TIPP CITY — To raise awareness for Ohio’s long-distance hiking trail, Tom Helbig took a hike — a 1,400 mile tour of the state — and along the way, gained a new appreciation for the beauty of Ohio and the kindness of its residents.
Helbig, adventurer and founder of Tipp City-based Tomfoolery Outdoors, started out on the Buckeye Trail in March. Briefly put on hold to recover from a broken elbow, Helbig finished his 88-day trek in Milford, just east of Cincinnati, last week.
As he followed the “blue blazes” — blue rectangular markers painted on trees and posts along the trail — in a loop around the state, Helbig enjoyed the many different kinds of beauty Ohio has to offer.
“You travel around the Lake Erie coastline, on the east and west sides of the state you follow canal towpaths a lot of the way, and then in southern Ohio, you’re in the hills,” he said. “It’s underratedly beautiful. It’s surprising to me all the beauty that exists in Ohio.”
The trail offers a wide of variety of Ohio scenery, from small towns and cities to rugged, remote wilderness, he added.
In Miami County, the Buckeye Trail travels along the bike path through Tipp City, Troy and Piqua. Outside of Piqua, the trail passes Johnston Farm. In the Dayton area, the trail tours Yellow Springs, skirts Wright-Patterson Air Force Base, follows the Mad River into Dayton and the Great Miami River north out of the city to Taylorsville Metro Park.
An advocate for adventure, Helbig took on the Buckeye Trail in order to raise awareness for its non-profit care-taking organization, the Buckeye Trail Association. His goal was to raise funds and gain new members for the association.
“When I set out to hike the entire Buckeye Trail, it was all about raising awareness for the trail and to celebrate that we have a long-distance hiking trail in Ohio,” he said.
Many people live just yards or miles from the trail and never know it’s there, Helbig said.
Helbig mostly traveled alone, occasionally joined by friends or other hikers. He carried only a 40 pound backpack containing a hammock, a change of clothes, cooking equipment and a first aid kit. He spent three nights in a hotel and primarily camped out along the trail.
Along the way, Helbig said he met a lot of interesting characters and was the recipient of a little “trail magic” — offers of food, lodging and assistance from kind strangers.
“I can say that I had zero negative experiences on my trip,” Helbig said of the people he met along the way. “Downright generous people invited me into their homes, cooked me meals, showers, laundry. Tons of generosity and kindness.”

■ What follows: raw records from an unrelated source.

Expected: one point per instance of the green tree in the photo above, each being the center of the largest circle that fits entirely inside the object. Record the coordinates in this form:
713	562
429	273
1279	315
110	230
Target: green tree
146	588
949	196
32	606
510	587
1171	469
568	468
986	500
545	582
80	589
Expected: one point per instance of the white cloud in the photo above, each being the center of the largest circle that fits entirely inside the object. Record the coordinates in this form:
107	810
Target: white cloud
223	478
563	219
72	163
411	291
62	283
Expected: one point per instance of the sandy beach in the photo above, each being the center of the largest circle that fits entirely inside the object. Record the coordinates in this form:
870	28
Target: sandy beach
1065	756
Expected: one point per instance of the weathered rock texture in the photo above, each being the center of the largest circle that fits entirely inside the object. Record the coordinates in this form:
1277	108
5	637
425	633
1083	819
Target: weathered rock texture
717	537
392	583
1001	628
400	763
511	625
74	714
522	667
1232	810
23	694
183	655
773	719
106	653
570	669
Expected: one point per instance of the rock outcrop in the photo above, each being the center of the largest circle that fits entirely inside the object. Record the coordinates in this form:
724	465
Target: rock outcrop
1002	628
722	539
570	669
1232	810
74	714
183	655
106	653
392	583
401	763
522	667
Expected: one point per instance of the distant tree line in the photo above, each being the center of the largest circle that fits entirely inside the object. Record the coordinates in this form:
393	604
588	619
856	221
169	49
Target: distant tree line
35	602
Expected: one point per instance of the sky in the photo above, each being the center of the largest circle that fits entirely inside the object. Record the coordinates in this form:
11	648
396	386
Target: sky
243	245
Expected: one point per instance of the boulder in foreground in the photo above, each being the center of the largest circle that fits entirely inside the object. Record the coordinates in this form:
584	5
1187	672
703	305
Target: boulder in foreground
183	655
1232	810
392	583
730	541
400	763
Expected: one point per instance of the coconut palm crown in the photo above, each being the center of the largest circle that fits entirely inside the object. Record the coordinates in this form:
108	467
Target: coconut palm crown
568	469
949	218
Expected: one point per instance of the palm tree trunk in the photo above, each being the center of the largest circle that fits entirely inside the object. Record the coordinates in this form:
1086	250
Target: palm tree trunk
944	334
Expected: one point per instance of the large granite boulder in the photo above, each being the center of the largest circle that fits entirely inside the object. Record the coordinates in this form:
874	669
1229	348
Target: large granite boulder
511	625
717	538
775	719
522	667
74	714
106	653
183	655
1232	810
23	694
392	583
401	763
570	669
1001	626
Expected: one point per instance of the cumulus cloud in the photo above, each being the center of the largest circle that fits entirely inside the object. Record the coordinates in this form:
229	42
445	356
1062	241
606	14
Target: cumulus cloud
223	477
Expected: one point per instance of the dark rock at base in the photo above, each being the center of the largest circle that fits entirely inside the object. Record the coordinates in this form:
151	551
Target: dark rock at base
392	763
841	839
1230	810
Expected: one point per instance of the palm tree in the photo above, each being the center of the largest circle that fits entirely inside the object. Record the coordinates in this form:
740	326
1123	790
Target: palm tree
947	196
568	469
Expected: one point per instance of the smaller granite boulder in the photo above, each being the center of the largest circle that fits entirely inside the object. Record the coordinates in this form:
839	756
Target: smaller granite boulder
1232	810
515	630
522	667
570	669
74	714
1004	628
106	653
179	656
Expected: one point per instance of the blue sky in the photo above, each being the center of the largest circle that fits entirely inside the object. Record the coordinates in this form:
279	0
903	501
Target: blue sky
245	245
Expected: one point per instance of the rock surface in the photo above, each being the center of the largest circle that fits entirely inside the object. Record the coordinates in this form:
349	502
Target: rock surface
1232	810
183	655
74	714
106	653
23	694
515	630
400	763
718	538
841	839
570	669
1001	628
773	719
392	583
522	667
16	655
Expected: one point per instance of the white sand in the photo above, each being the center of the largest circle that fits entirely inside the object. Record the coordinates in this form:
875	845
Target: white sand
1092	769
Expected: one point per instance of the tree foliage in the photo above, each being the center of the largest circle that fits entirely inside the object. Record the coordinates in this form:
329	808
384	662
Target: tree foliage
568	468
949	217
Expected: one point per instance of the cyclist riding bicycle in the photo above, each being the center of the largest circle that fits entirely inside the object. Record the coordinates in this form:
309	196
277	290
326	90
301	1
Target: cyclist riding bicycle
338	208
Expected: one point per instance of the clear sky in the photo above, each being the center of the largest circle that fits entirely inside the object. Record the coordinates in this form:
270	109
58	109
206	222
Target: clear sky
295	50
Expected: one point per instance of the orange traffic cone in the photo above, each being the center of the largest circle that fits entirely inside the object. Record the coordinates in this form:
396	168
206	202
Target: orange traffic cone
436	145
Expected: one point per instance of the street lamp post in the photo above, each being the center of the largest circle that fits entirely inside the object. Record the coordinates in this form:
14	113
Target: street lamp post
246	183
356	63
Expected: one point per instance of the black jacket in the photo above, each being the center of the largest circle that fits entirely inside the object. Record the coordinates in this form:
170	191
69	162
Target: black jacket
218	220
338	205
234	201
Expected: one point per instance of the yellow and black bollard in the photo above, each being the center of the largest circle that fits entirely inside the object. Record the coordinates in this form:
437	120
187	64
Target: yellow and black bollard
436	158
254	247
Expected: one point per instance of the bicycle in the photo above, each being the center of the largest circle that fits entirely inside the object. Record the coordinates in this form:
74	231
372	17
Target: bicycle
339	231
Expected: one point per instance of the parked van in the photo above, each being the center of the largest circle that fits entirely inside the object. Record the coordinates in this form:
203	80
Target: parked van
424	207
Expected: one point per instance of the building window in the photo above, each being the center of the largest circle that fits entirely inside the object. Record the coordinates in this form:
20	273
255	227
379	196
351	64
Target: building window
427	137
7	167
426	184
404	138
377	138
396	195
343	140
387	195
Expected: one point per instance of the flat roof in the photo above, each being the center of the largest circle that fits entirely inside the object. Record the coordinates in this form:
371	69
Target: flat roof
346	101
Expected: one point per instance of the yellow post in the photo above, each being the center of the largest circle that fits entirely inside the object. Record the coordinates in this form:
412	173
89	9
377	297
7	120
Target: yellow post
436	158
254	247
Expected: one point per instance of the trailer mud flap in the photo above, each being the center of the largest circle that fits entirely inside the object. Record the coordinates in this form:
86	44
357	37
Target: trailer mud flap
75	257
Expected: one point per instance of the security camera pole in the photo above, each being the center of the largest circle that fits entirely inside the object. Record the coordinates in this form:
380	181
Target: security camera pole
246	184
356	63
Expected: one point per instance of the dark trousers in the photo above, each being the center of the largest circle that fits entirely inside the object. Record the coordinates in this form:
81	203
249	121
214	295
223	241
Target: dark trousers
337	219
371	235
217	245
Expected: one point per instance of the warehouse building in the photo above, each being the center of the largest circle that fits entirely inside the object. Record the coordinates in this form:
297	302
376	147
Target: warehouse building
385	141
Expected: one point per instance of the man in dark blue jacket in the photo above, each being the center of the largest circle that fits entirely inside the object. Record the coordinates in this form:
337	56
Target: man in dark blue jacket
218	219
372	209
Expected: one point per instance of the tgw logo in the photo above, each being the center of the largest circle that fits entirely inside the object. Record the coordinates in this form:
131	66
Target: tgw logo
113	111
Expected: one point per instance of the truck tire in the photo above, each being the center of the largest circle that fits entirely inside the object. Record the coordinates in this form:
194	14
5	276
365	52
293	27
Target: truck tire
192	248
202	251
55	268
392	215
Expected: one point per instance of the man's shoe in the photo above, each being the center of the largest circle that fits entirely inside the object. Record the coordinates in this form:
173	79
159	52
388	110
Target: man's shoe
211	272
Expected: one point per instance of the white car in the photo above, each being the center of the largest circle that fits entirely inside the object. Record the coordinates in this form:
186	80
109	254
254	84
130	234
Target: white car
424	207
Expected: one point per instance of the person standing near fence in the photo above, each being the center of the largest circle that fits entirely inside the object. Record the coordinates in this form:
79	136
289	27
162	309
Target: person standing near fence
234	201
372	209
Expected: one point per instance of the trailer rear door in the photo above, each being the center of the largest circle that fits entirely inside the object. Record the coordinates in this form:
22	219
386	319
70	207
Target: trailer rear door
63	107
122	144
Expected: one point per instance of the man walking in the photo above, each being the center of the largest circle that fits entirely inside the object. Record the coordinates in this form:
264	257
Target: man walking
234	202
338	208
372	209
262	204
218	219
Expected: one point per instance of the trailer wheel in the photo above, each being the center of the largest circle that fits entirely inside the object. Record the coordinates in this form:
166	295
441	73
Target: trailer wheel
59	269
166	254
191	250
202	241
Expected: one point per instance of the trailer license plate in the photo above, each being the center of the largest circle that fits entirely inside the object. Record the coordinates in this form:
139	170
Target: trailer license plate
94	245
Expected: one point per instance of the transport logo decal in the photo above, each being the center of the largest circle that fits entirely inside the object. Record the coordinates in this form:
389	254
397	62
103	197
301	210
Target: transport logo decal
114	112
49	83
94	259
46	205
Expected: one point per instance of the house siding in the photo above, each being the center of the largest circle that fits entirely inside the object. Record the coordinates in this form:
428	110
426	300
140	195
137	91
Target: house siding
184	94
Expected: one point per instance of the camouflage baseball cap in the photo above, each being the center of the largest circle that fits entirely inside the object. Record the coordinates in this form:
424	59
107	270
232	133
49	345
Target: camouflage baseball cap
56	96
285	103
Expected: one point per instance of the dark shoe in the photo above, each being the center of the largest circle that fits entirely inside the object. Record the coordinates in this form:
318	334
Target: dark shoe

His advice for other prospective long-distance hikers — just do it.
“That sounds really basic, but the hardest part of it all is just deciding to do it,” he said.
The Buckeye Trail is a good place for beginner hikers to start, he said, adding that it’s easy to break down into smaller, less intimidating sections. He recommended taking the trail a few days at a time and working up to longer hiking trips.
Helbig has lived all over Ohio, including in a camper parked at Adventures on the Great Miami in Tipp City. He grew up in the Cleveland area and attended Bowling Green State University before moving to Miami County in the ’90s.
“I had a sense of Ohio, but there’s nothing like walking around the entire state to get an even greater perspective,” he said.
Helbig, a full-time adventurer, quit his job in May 2014 to launch Tomfoolery Outdoors, a recreational and event planning company that encourages people to live outdoor, active lives. He has previously tackled challenges like exploring the Great Miami River and the Bahamas from a stand up paddle board and biking all over the country.
He also organizes many area outdoor events, including the annual Canoegrass Festival at Adventures on the Great Miami, an event that’s part bluegrass music festival, part canoeing party.